Now, we also have available probiotics in encapsulated forms. These can be helpful in conditions such as antibiotic associated diarrhea, irritable bowel disease, ulcerative colitis, viral and traveler’s diarrhea, and many inflammatory conditions that have developed due to breakdown of the tight junction barriers in the gut from disruption of normal commensal biofilms. These breakdowns occur from many drugs such as NSAID’s, steroids, proton pump inhibitors, chemotherapeutic agents, and radiation therapy as well as antibiotics.
Feeding our gut bacteria lots of plant materials is a way to reduce inflammation, as well as reducing glucose intolerance. Studies have even shown a relation between gut bacteria and several neuropsychological conditions, the so-called gut-brain connection.
At this point, we have a long way to go to understand fully and utilize probiotics therapeutically. What species, what doses, what brands to use, how long to treat and so on are to a large extent unknowns. With improved RNA and DNA testing, we can now fingerprint the array of gut bacteria in our microbiome, and this may allow for better specificity in terms of treatments in the future.
For example, we know that Saccharomyces boulardi, a yeast, is helpful in treating antibiotics resistant Clostridium dificile and that Lactobacillus reuteri is efficacious in treatment-resistant bacterial vaginosis. High dose VSL#3 containing around 500 billion colony forming units of probiotics has been demonstrated as effective in patients with ulcerative colitis and pouchitis.
The usual dose of probiotics in yogurt by comparison is around 1 billion CFU’s or less. The tendency of clinicians who use probiotics is increasing doses, e.g. 30-100 billion CFU’s for IBS. I commonly give 10- 20 BU to patients treated with antibiotics to prevent dysbiosis, starting during the antibiotic treatment, spacing dosing at least two hours from the antibiotic and continuing for 3-4 weeks afterward. This is more of an art than a science at this stage.

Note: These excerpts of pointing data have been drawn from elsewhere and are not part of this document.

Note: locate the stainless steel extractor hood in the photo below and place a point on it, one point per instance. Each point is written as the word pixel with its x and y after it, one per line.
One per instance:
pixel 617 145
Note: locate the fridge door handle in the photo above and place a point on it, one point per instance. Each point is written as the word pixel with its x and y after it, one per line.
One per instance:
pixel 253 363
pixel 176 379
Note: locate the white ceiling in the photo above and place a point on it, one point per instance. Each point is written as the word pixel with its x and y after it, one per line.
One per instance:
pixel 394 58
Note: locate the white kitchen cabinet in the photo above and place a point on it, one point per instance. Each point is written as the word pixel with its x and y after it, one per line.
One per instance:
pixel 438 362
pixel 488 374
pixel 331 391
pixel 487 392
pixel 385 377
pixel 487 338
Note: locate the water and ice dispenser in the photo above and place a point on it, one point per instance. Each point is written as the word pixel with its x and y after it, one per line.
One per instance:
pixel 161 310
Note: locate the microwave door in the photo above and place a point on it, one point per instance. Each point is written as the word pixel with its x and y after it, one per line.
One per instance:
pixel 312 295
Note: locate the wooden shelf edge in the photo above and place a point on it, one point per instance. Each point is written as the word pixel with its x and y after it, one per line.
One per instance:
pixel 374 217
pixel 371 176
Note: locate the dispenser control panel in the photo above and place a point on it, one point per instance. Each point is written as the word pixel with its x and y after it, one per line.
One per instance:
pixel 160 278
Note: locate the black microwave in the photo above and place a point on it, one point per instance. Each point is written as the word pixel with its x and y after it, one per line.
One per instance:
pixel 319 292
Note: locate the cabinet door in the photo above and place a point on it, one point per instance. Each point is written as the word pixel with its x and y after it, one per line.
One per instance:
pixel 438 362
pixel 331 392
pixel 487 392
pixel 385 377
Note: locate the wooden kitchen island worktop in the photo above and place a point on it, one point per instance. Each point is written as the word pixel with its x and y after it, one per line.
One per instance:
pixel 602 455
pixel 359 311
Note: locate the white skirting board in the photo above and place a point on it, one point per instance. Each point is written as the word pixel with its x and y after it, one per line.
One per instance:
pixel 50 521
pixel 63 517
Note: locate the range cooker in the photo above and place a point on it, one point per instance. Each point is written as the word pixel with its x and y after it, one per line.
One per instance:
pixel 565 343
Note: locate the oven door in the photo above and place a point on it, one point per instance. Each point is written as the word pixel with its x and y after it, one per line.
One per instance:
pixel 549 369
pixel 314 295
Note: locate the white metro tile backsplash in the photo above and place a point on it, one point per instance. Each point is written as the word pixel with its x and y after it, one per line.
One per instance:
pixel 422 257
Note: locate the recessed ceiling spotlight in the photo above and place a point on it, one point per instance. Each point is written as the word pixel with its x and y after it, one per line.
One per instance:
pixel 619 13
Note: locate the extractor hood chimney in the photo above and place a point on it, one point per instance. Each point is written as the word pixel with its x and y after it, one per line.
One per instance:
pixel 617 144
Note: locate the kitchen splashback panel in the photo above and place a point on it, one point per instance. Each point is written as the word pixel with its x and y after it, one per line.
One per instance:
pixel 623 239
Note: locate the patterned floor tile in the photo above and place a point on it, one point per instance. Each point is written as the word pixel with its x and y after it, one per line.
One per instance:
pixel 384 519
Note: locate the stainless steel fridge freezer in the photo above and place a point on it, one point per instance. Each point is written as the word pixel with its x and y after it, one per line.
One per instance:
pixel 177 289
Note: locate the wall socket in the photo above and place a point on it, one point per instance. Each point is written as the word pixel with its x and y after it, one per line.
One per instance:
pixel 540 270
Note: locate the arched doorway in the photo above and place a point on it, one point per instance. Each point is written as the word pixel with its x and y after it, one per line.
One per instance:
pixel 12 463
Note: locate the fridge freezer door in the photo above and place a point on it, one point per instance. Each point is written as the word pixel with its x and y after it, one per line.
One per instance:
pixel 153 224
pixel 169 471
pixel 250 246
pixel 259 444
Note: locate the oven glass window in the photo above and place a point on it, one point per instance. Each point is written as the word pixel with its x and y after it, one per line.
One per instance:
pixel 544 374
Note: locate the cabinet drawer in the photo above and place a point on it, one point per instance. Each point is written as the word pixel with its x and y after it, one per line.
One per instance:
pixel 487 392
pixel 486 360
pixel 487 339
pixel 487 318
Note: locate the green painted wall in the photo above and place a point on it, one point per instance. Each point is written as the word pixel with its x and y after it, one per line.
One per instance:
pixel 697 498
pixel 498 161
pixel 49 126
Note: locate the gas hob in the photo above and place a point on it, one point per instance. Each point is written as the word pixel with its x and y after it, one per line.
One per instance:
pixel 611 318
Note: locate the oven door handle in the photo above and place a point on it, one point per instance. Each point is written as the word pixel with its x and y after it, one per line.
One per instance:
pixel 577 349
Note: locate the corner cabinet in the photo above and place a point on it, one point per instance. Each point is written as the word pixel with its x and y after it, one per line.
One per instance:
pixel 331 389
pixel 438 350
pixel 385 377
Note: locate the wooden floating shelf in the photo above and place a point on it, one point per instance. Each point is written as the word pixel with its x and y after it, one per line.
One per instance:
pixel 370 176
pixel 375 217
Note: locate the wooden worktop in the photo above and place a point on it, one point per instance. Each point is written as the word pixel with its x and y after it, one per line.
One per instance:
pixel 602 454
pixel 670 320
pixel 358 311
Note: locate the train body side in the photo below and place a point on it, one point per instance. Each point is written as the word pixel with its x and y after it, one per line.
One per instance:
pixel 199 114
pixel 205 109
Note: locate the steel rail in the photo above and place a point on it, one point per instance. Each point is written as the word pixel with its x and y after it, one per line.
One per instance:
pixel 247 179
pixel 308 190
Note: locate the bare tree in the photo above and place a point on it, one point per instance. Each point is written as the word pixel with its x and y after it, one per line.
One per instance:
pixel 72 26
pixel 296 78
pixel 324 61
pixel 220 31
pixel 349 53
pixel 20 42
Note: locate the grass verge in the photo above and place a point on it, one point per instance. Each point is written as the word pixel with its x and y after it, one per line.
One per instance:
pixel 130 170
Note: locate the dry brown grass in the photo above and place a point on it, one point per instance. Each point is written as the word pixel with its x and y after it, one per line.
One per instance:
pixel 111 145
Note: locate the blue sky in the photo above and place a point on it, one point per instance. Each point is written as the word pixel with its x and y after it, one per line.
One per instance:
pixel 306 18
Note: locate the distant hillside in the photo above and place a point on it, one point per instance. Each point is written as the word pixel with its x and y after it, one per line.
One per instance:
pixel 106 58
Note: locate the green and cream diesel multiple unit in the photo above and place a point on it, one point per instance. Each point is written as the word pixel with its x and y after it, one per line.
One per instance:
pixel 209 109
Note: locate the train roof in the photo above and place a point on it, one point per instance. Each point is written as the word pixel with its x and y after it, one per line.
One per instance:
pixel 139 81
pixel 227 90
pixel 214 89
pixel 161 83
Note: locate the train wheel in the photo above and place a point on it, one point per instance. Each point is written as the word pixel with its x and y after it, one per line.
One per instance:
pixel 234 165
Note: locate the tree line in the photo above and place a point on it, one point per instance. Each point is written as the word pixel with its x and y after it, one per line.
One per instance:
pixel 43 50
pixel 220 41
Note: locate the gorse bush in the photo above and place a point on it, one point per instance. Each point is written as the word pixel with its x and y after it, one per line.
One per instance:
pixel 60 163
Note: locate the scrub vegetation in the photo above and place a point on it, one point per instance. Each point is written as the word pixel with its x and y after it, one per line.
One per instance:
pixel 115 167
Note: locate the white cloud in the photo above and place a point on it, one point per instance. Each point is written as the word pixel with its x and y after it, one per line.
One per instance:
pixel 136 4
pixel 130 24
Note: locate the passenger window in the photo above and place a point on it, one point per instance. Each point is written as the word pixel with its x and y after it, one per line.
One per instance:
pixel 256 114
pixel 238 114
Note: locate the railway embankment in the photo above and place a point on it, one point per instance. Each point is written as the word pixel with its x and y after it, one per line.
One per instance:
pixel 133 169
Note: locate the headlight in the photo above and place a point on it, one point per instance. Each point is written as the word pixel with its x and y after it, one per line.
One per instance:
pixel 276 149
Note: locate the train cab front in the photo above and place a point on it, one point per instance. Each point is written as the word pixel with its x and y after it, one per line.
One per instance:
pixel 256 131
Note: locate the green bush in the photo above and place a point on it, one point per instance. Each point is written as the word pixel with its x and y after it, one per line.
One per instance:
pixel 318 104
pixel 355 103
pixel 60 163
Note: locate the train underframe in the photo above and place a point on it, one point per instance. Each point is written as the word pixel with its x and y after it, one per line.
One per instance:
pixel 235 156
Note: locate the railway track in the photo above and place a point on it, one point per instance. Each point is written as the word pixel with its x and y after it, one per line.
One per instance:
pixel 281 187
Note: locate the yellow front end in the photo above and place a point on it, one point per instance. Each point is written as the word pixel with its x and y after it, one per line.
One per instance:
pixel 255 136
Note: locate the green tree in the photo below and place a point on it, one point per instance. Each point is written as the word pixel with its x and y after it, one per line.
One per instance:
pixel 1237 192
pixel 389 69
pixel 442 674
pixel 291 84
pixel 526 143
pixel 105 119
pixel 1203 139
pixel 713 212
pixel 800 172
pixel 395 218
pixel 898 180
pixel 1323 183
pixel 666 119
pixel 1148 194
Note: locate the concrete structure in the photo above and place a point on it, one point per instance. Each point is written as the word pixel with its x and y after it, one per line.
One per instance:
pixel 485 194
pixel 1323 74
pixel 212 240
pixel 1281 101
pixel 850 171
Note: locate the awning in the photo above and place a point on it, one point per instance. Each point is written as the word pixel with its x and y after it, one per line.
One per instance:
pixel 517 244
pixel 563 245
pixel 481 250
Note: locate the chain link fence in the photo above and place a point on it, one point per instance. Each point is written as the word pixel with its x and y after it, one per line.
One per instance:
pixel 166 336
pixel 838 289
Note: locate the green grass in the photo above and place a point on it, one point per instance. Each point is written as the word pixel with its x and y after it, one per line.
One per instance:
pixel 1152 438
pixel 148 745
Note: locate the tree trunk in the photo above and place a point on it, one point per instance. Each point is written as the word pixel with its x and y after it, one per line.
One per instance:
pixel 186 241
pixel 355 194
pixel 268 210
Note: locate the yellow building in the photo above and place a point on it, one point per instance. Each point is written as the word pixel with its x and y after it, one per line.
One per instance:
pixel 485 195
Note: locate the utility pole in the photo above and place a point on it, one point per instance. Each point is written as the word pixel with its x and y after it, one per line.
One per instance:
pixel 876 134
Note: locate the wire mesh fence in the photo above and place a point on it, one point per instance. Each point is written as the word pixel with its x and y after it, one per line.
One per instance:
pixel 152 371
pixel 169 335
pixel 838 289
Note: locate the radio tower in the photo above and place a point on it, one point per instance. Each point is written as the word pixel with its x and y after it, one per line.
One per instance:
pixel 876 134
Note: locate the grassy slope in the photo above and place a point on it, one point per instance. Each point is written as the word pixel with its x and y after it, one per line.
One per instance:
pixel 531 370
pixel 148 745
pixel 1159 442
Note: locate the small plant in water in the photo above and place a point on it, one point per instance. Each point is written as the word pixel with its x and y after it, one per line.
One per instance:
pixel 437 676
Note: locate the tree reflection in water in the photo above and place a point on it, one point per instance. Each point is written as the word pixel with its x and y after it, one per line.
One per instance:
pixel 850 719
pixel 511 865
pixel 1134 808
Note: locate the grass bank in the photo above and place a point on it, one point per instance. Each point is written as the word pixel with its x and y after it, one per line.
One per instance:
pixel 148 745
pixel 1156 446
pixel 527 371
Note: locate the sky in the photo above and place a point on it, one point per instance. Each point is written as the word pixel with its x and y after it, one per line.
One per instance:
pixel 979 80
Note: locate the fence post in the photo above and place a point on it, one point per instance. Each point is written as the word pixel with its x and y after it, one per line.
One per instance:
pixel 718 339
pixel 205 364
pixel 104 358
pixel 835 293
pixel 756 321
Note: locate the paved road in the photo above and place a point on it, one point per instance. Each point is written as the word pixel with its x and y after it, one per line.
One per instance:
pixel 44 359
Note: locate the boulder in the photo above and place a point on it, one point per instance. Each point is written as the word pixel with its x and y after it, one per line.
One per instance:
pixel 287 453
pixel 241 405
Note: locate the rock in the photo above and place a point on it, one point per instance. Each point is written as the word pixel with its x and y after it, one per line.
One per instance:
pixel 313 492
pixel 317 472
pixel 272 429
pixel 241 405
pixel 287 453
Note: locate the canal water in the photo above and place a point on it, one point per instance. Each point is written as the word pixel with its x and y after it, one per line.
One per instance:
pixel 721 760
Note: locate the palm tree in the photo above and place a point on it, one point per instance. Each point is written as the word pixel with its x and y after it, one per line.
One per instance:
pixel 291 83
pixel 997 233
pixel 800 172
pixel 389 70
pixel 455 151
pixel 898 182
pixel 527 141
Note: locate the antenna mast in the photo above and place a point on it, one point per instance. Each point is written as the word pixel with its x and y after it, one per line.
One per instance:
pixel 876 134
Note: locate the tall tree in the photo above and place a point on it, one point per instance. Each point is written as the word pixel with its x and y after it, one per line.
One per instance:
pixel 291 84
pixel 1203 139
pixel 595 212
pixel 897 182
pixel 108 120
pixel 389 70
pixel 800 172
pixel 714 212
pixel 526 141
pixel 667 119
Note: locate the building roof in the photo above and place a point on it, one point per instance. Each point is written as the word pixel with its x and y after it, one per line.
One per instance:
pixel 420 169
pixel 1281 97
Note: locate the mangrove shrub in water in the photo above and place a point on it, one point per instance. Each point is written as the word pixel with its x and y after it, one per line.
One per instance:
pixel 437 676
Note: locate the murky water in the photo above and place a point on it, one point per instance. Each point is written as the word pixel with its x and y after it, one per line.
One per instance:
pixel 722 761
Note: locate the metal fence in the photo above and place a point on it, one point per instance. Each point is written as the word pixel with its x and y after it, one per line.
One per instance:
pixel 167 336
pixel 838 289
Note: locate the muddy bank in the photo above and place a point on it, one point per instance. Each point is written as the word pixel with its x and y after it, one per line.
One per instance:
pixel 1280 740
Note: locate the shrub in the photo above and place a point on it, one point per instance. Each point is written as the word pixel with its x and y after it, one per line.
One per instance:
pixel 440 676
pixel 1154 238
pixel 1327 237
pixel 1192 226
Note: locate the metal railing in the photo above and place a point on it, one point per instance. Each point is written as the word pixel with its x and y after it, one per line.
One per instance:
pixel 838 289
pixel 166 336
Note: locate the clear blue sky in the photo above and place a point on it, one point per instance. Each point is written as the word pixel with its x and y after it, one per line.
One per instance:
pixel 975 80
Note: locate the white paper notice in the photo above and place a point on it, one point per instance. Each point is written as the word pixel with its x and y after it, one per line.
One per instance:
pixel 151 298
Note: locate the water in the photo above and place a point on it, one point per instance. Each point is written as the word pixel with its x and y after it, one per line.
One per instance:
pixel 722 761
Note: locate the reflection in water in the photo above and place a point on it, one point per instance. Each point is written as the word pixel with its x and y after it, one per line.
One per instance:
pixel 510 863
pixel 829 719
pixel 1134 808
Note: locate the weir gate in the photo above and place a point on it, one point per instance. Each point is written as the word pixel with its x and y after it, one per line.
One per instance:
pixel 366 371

However, it is an evolving science. From studies on fecal transplants, dietary influences on gut bacteria and inflammation, and the enormous trove of bacterial DNA in our microbiome, keep tuned to what is turning out to be an enormously important field in health and healing. I predict human clinical studies of the microbiome well beyond many recent revealing rodent experiments will provide us a health related yield comparable to what we are learning in genomics.